C’est vrai, le tableau de la Défense européenne n’est pas tout rose mais objectivement il n’est pas non plus totalement sombre, et ce d’autant moins que l’on a senti, ces deux dernières années, au sein des institutions européennes la volonté de prendre enfin au sérieux ces questions de défense européenne au travers d’initiatives comme la Coopération structurée permanente ou encore le Fonds européen de Défense. Trois remarques ou interrogations cependant : tout d’abord, il est dommage que ces mesures arrivent à la fin de la mandature de la Commission et du Parlement européen (mieux vaut tard que jamais), ce qui laisse malgré tout planer un doute quant à la suite. D’autre part, un Fonds européen de défense, très bien, une Coopération structurée permanente, parfait, mais une fois de plus, pour quoi faire ? Pour faire face aux défis de défense et sécurité évoqués supra ? Pour combler les déficits stratégiques identifiés par les Européens au sein de l’OTAN ? Ou seulement pour saupoudrer ces efforts afin que chacun puisse en bénéficier un petit peu ? Enfin une question non négligeable reste posée, le Fonds européen de défense constituera-t-il bien un effort collectif accepté par les pays européens en sus de leurs efforts nationaux qui sont en déjà, pour la plupart, en deçà de l’objectif agréé des 2 % de leur PIB ? L’avenir jugera.

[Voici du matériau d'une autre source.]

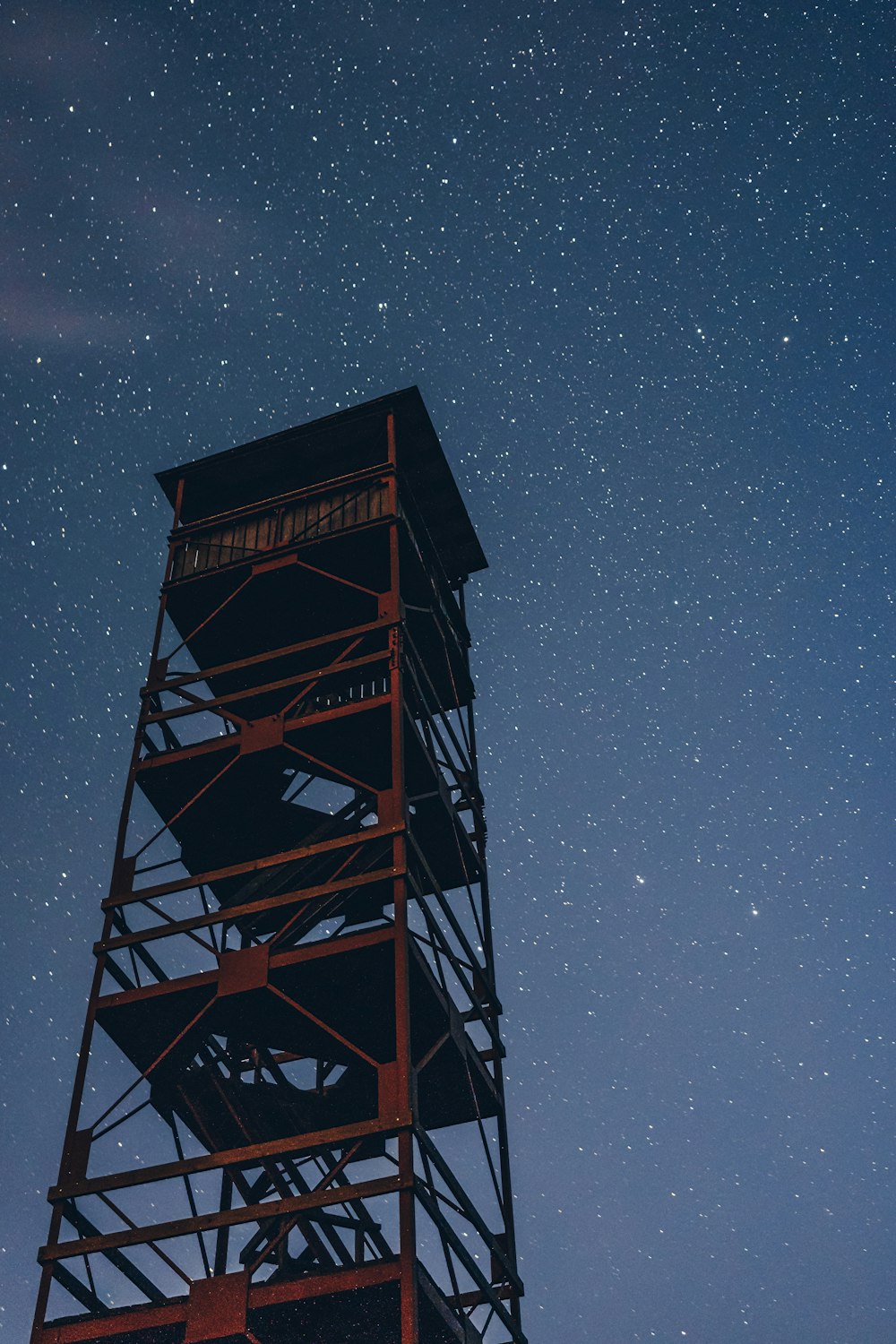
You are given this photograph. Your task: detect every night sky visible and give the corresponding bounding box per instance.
[0,0,896,1344]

En conclusion de ces réflexions sur la Défense européenne et d’une manière plus large sur son autonomie stratégique, ­projetons-nous dans un voyage hypothétique dans le futur.

Supposons que dans une dizaine ou une quinzaine d’années, le Conseil européen ou le Conseil de sécurité européen s’il voit le jour, poussé par les événements, par l’urgence d’une crise grave décide d’engager une opération majeure, dans le Sud de la Méditerranée par exemple. Supposons également que nos alliés américains pris par d’autres priorités ne souhaitent pas s’engager dans cette opération (sans y être opposés cependant), et que les Russes, eux, y soient opposés et qu’ils aient par le passé fourni ou pré-positionné des moyens de déni d’accès modernes et efficaces dans la région. Supposons enfin, par réalisme, que la Turquie s’oppose, au sein du Conseil de ­l’Atlantique Nord, à l’emploi des structures de commandement de l’OTAN pour cette opération.

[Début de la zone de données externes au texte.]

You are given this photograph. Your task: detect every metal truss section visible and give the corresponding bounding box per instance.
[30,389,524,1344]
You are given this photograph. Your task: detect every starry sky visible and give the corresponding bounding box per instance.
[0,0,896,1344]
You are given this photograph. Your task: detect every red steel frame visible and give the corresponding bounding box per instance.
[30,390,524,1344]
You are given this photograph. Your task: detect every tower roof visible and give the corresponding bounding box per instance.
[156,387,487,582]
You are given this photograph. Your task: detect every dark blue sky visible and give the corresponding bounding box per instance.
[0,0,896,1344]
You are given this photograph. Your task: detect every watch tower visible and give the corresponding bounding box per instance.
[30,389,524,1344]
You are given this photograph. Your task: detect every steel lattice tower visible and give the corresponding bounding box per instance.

Qu’en sera-t-il alors de l’histoire de la défense européenne ? Aurons-nous su tirer parti des initiatives précitées ? Aurons-nous investi suffisamment et judicieusement pour garantir l’efficacité collective des forces européennes et donner aux femmes et aux hommes qui les animeront les outils pour qu’ils puissent faire le job, comme le disait Winston Churchill ? L’enjeu des années à venir se situe bien là et il n’y a pas de temps à perdre car le futur vient toujours plus vite qu’on ne le pense. C’est bien aujourd’hui, sans tarder, qu’il faut oser imaginer les projets qui permettront à l’UE de ne pas rater le train de l’histoire, de prendre la place qui lui revient dans le débat géostratégique mondial, des projets ambitieux qui inspireront les jeunes générations et leur donneront des raisons d’espérer et d’entreprendre en Europe. Plus que jamais, la défense européenne doit faire partie intégrante de cette nouvelle ambition.